Durante um encontro que teve pela manhã com mais de 50 entidades de promoção aos direitos humanos do Estado, o secretário recebeu por escrito um pedido de apuração dos desvios e abusos cometidos na execução de reintegrações de posse promovidas recentemente em fazendas da região Noroeste. O documento foi entregue pela Comissão Pastoral da Terra (CPT) e por integrantes do Movimento dos Trabalhadores Rurais Sem-Terra (MST).
De acordo com José Gregori, esse pedido de apuração, acompanhado de denúncias do suposto abuso dos policiais militares durante as desocupações, será encaminhado ao Conselho de Defesa dos Direitos da Pessoa Humana (CDDPH), no Ministério da Justiça.
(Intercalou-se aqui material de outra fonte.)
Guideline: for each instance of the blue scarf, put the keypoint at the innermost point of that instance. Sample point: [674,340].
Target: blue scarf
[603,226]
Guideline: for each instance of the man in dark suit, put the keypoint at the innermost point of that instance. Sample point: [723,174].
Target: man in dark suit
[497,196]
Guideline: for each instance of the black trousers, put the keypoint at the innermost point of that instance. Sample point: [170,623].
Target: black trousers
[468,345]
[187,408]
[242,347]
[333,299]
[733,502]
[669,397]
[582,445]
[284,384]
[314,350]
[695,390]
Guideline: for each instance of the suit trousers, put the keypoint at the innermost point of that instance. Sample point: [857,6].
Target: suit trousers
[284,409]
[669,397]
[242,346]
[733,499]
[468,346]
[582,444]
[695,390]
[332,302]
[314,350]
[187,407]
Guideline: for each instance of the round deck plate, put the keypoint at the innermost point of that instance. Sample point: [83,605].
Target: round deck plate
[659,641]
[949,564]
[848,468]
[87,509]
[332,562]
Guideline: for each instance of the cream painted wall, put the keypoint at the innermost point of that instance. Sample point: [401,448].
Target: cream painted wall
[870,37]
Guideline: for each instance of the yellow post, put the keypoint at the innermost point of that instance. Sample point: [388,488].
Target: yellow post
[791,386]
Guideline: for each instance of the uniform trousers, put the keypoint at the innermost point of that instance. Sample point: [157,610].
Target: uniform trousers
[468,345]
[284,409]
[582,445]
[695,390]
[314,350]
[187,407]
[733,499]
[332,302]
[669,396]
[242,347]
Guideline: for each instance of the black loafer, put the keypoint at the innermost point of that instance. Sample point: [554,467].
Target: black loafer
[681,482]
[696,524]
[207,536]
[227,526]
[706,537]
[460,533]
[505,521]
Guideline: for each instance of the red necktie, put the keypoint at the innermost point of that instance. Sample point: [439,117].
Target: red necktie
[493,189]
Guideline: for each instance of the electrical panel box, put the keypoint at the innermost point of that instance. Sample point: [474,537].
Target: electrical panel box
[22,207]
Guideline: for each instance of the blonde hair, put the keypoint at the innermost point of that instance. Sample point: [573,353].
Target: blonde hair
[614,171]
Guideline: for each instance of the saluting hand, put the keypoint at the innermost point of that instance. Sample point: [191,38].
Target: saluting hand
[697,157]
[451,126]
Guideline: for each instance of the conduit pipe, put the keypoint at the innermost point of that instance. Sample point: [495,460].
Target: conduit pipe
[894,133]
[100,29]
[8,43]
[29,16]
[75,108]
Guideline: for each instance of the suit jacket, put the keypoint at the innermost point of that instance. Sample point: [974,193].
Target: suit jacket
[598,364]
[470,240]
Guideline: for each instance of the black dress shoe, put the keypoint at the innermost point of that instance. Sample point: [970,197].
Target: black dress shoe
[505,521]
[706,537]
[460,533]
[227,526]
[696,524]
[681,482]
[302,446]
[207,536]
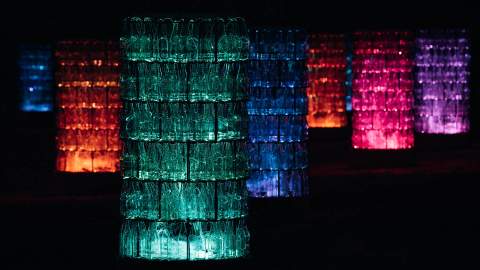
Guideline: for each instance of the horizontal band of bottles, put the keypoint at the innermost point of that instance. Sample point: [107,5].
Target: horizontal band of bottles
[387,120]
[277,74]
[388,101]
[283,128]
[278,156]
[289,183]
[278,44]
[277,101]
[184,82]
[170,201]
[184,40]
[185,162]
[171,121]
[326,103]
[88,119]
[88,161]
[88,140]
[198,240]
[443,124]
[383,138]
[80,98]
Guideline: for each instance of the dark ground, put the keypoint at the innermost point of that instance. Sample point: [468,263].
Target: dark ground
[416,210]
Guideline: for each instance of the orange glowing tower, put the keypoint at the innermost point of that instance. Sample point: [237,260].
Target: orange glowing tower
[88,106]
[327,71]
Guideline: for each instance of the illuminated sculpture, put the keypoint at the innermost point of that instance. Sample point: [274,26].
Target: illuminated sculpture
[327,63]
[88,104]
[277,110]
[36,78]
[441,87]
[184,128]
[382,91]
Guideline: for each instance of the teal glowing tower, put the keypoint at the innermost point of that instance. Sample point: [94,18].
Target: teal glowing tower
[184,128]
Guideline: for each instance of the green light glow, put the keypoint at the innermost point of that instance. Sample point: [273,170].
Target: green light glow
[184,128]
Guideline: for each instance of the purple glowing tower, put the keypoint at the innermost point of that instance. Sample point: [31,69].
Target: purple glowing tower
[441,87]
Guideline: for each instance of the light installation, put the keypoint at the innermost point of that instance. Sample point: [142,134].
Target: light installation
[36,78]
[184,127]
[441,87]
[277,109]
[382,91]
[88,106]
[327,71]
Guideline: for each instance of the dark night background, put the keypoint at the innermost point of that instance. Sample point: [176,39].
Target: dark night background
[411,210]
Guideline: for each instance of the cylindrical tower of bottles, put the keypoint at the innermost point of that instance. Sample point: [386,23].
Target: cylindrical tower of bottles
[36,78]
[184,128]
[382,91]
[442,93]
[327,74]
[88,106]
[277,110]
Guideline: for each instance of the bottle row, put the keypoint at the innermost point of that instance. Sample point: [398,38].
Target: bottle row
[184,82]
[88,161]
[170,201]
[326,102]
[210,161]
[282,128]
[443,123]
[279,183]
[278,44]
[444,75]
[277,74]
[383,120]
[277,101]
[88,119]
[87,53]
[152,121]
[95,98]
[393,100]
[383,138]
[184,40]
[196,240]
[439,107]
[88,140]
[278,156]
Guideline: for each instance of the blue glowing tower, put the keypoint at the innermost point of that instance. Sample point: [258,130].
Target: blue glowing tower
[36,78]
[277,109]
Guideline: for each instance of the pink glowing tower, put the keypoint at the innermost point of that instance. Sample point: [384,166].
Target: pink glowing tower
[442,95]
[382,91]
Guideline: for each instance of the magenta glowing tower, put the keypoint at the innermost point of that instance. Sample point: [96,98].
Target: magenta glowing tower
[442,95]
[382,91]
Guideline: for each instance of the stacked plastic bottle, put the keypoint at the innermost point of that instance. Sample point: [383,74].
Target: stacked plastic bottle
[348,82]
[277,109]
[184,128]
[442,94]
[88,106]
[327,73]
[382,91]
[36,78]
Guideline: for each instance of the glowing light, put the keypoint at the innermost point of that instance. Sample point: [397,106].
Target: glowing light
[326,90]
[88,107]
[36,78]
[184,128]
[382,91]
[442,95]
[277,109]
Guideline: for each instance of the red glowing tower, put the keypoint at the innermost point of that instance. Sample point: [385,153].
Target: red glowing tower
[88,104]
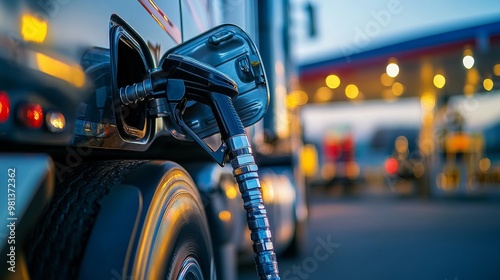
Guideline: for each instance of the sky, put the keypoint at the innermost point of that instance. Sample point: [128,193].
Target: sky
[357,25]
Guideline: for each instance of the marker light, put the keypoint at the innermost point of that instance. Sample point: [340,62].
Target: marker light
[468,61]
[55,121]
[31,115]
[4,106]
[392,70]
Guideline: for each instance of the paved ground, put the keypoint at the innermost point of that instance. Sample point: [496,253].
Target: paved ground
[383,237]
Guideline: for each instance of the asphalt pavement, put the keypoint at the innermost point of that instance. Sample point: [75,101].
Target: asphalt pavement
[387,237]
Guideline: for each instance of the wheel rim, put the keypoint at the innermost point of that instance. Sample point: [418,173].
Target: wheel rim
[190,270]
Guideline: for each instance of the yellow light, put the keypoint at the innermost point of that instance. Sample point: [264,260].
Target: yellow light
[309,160]
[488,84]
[398,88]
[468,61]
[392,70]
[469,90]
[496,69]
[323,94]
[55,121]
[484,164]
[386,80]
[439,81]
[70,73]
[33,29]
[231,192]
[351,91]
[332,81]
[428,101]
[225,216]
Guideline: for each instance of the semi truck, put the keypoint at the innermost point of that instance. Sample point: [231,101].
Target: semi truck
[116,118]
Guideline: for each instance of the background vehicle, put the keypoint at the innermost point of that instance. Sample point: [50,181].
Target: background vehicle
[91,170]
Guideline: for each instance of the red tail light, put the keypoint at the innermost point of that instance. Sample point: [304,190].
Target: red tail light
[31,115]
[391,166]
[4,106]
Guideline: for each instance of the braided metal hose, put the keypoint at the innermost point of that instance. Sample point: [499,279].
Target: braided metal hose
[245,172]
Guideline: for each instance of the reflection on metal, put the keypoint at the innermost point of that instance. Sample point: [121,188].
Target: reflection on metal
[70,73]
[33,29]
[231,192]
[296,98]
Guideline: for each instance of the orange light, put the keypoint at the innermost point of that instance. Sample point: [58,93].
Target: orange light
[70,73]
[4,106]
[31,115]
[33,29]
[55,121]
[391,165]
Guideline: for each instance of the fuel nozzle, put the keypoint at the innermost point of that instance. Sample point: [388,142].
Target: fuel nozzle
[181,80]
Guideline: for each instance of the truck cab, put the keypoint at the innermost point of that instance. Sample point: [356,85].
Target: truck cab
[99,187]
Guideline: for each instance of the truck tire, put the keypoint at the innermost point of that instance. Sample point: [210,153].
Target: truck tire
[174,242]
[56,246]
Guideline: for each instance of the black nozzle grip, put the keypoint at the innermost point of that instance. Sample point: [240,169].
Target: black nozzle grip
[227,118]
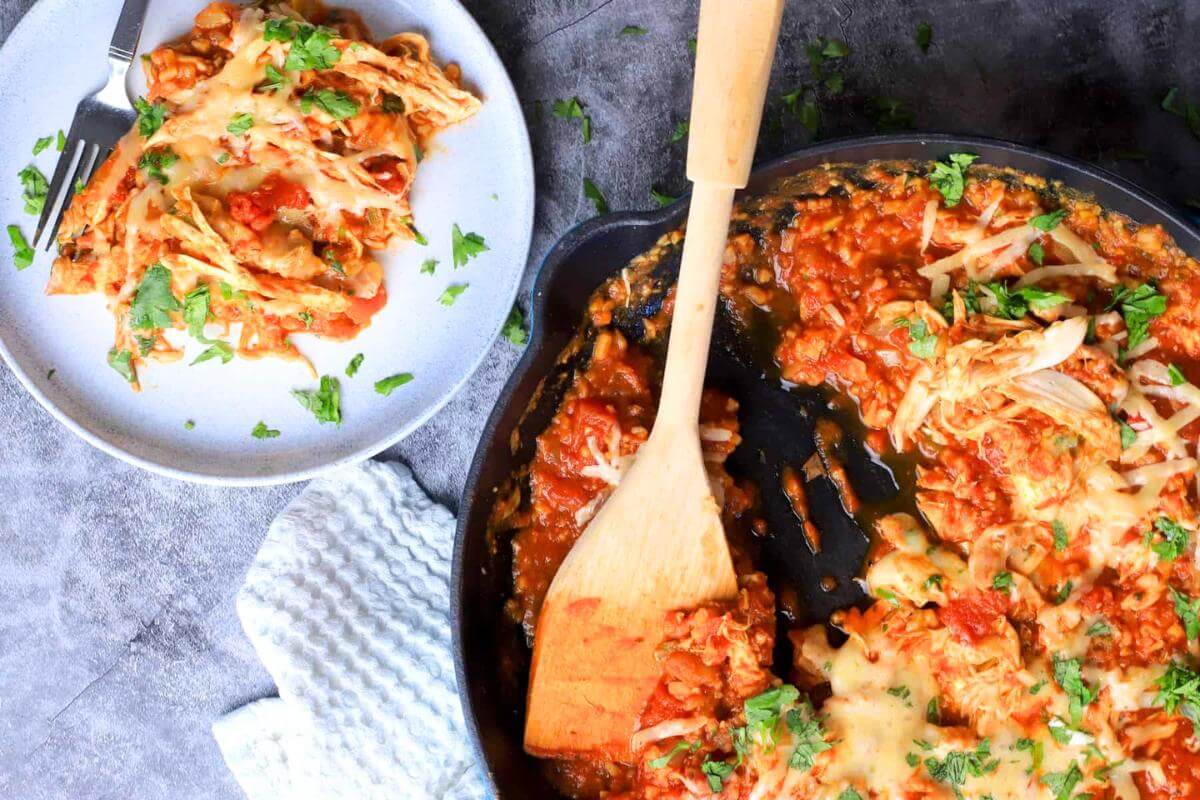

O integrantes do conselho devem analisar o caso nos primeiros dias do próximo mês, garantiu o secretário.
Por recomendação do Ministério da Justiça e do Ministério da Reforma Agrária, várias denúncias de violência envolvendo a questão da terra já foram encaminhadas para análise desse Conselho. Gregori deixa claro que as denúncias que chegam até o órgão são tanto de violência contra sem-terra, como de abusos cometidos pelos próprios integrantes do movimento.
Se comprovado o abuso ocorrido durante o cumprimento de mandados judiciais, no caso das reintegrações feitas no Paraná, o secretário disse que haverá consequências punitivas aos militares responsáveis. A análise e apuração do Conselho é feita com base nos elementos apresentados tanto pela defesa como pela acusação.
Outro caso de violência registrado no Paraná, que está sendo analisado pelo CDDPH, é a morte de Eduardo Anghinoni, parente de um líder do MST, ocorrida no último dia 29 de março, em Querência do Norte. Por conta desse caso os conselheiros chegaram a convocar os secretários de Segurança Pública, Cândido Manoel Martins de Oliveira, e o secretário da Justiça, José Tavares, para prestar esclarecimento sobre o que o governo estava fazendo com relação ao assunto. A resposta do Estado do Paraná foi a prisão de José Ivo Furquim, Osnir Sanches e Jair Firmino Borracha, que estão sendo acusados da morte de Anghinoni.
Gregori lembrou que o problema mais grave envolvendo a questão agrária aconteceu em Eldorado dos Carajás, no Pará, quando morreram dezenas de sem-terras. Depois dessa tragédia nacional intensificou-se a luta no sentido de que haja uma resposta da Justiça diante desses conflitos, disse o secretário. Nesse sentido uma das grandes conquistas, colocou Gregori, foi a mudança na lei que mandava para a Justiça Militar os crimes cometidos por policiais militares. Hoje esses crimes são julgados pela Justiça comum.
SoltosO representante da CPT em Curitiba, Darci Frigo, disse ontem que os três acusados da morte de Eduardo Anghinoni, em Querência do Norte, já estão em liberade. Denunciando que existe um tratamento desigual por parte do Estado quando se trata do atendimento aos sem-terra e da punição dos mandantes desses crimes, Frigo disse que os acusados da morte de Eduardo não chegaram a ficar nem 10 dias presos.